No infinitely growing prompt Each element carries its own “how and when to use me” inside the tool definition. Add a new element → add a new tool. The core prompt stays small.
Clear boundaries A chart tool focuses on chart JSON. A knowledge graph tool focuses on entity-relation-entity triplets. The agent just picks which tool fits.
Shared behavior across agents Any agent that knows about the artifacts gets the same capabilities. No copy‑pasting formatting rules across prompts.
Easy iteration Want to change the chart schema? Update the tool + renderer. Prompts don’t have to be rewritten.
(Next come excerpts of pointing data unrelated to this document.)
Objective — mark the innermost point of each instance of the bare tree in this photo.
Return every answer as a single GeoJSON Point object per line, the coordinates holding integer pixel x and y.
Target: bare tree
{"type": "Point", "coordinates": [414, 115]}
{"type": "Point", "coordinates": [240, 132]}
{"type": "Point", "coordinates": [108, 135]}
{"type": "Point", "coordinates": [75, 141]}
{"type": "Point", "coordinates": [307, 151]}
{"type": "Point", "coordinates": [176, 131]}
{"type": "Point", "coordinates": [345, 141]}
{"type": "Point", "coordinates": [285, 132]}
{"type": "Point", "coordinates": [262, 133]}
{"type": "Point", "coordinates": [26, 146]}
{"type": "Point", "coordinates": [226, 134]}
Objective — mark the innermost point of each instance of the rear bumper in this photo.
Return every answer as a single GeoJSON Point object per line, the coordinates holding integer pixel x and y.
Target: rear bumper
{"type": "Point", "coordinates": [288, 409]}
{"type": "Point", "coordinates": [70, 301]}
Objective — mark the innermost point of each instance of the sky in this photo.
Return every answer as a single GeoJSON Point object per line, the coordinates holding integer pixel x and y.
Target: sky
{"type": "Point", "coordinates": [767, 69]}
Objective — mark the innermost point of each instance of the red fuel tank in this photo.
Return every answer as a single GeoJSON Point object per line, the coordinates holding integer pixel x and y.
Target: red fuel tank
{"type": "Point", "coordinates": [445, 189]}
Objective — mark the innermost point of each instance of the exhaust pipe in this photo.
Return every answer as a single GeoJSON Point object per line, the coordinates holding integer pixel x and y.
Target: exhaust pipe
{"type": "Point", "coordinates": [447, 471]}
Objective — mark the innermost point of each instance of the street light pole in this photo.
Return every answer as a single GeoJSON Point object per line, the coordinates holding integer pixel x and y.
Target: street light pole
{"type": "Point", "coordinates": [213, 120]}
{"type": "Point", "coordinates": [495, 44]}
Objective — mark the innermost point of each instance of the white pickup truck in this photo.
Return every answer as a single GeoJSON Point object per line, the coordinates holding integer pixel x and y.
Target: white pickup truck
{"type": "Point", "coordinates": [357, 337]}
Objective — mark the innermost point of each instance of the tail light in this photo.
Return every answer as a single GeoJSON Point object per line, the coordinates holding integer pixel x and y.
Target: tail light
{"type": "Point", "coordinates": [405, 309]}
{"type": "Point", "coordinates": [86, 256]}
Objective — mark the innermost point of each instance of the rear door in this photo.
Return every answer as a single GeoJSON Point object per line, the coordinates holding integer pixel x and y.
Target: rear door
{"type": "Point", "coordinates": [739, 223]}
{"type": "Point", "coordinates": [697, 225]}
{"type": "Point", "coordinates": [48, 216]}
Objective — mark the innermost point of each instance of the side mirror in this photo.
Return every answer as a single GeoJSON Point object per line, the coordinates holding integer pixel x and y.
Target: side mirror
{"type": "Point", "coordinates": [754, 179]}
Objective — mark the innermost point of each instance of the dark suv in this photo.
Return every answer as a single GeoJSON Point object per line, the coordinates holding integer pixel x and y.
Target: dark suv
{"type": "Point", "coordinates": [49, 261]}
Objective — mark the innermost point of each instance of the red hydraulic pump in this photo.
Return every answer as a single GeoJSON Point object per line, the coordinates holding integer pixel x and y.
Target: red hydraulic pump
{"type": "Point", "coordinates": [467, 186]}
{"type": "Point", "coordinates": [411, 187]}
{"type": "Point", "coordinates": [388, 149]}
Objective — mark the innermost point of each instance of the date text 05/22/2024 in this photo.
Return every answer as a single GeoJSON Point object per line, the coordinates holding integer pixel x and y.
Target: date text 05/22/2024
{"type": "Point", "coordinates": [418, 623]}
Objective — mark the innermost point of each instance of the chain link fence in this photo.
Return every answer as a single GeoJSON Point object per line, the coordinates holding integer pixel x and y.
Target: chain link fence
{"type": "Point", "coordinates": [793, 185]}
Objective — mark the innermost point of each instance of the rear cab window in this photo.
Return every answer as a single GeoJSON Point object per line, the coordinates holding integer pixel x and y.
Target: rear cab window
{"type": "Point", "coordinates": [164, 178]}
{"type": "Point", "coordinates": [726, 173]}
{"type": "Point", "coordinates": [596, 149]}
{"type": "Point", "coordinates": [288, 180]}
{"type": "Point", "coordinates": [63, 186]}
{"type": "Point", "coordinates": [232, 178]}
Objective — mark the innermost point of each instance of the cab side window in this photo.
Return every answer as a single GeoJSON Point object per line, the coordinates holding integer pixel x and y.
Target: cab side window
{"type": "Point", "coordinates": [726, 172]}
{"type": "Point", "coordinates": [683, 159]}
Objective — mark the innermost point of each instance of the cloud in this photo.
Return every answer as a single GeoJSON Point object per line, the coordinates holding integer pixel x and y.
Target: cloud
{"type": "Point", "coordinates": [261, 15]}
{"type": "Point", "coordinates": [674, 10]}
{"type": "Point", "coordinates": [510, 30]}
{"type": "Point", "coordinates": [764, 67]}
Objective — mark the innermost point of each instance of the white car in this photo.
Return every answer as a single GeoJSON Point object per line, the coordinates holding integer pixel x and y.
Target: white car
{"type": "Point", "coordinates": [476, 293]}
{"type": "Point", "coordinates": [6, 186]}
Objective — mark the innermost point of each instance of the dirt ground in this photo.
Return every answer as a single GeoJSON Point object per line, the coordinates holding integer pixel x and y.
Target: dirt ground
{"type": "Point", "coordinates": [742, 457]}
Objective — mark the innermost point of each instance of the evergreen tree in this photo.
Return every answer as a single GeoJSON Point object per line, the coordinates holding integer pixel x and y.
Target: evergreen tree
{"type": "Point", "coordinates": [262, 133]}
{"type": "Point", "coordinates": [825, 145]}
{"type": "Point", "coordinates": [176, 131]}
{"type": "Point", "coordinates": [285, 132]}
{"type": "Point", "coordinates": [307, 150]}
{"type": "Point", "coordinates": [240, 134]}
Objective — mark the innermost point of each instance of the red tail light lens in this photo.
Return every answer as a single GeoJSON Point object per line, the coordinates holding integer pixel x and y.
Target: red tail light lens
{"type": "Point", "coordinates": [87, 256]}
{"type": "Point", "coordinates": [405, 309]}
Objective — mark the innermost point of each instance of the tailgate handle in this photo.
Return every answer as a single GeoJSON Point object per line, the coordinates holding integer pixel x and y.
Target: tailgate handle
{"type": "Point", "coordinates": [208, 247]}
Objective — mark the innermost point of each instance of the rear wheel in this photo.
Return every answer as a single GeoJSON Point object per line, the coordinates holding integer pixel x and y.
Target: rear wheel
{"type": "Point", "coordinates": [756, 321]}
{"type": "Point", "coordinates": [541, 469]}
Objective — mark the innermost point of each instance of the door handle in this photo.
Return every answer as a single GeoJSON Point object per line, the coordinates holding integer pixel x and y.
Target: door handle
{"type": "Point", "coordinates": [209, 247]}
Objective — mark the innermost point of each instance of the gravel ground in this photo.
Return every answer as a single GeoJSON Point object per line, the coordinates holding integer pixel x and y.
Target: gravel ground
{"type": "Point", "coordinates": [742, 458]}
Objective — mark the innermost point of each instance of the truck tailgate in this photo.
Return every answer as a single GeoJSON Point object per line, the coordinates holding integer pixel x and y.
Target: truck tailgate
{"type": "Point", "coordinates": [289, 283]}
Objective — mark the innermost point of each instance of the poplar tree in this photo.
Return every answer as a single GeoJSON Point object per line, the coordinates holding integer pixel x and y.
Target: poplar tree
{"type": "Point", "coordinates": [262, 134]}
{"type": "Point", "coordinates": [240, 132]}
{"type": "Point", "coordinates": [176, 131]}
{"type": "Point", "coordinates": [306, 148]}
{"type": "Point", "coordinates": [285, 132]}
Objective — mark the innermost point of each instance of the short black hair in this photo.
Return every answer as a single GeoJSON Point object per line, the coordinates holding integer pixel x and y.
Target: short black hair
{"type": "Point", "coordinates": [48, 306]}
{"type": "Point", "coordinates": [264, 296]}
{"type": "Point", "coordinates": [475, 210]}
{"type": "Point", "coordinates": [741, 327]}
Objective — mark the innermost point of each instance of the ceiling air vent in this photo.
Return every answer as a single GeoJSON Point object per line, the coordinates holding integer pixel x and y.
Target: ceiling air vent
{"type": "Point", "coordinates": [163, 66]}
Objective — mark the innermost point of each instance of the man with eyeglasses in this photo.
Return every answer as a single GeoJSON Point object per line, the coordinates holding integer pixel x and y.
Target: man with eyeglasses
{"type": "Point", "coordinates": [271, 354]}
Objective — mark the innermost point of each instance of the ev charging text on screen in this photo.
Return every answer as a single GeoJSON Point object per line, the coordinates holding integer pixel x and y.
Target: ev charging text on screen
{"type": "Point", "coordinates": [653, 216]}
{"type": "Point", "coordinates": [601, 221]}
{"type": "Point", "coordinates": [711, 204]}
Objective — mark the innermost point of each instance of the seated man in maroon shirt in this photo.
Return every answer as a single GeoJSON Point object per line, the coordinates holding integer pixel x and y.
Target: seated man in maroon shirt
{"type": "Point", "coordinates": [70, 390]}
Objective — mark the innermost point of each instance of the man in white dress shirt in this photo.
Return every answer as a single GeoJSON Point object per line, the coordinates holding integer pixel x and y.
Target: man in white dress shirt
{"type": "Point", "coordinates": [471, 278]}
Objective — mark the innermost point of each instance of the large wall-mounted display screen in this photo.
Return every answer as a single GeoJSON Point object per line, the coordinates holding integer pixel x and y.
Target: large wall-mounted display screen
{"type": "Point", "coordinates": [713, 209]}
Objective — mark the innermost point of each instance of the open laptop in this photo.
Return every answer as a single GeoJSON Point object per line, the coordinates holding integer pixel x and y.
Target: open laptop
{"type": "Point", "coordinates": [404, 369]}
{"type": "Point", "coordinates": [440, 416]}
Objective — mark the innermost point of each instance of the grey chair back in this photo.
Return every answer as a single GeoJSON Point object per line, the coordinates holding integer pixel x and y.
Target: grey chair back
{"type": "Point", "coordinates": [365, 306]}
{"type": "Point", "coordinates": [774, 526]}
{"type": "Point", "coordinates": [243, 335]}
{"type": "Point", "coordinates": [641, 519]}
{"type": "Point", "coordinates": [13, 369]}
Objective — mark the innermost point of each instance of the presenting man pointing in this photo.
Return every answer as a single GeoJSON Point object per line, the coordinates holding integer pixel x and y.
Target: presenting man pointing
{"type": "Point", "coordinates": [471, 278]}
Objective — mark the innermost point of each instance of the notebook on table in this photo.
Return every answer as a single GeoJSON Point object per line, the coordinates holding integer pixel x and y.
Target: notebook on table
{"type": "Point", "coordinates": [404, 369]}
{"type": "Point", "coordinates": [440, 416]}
In practice, this means the chat window stops being a dead-end text box and becomes a live surface for work:

A data analyst can ask, “Compare these companies' sales over time,” and immediately get an explorable chart they can sort, refine, and download—not just a paragraph about trends.
A clinician can say, “Show me how drug A affects patients with comorbidity B,” and see an interactive knowledge graph instead of skimming through bullet lists.
A product manager can track KPIs as live widgets right inside the conversation, instead of copy‑pasting numbers into a deck.

Because each artifact is backed by an MCP tool, they are consistent, reusable, and easy to extend. You don’t rebuild capabilities per‑agent or per‑prompt; you add a new artifact type once, wire it in, and every compatible agent can start turning chat into a real workspace—not just a nicer search box.

We are thinking of calling this approach "SAIL: Structured Artifact Interface Library". What do you think?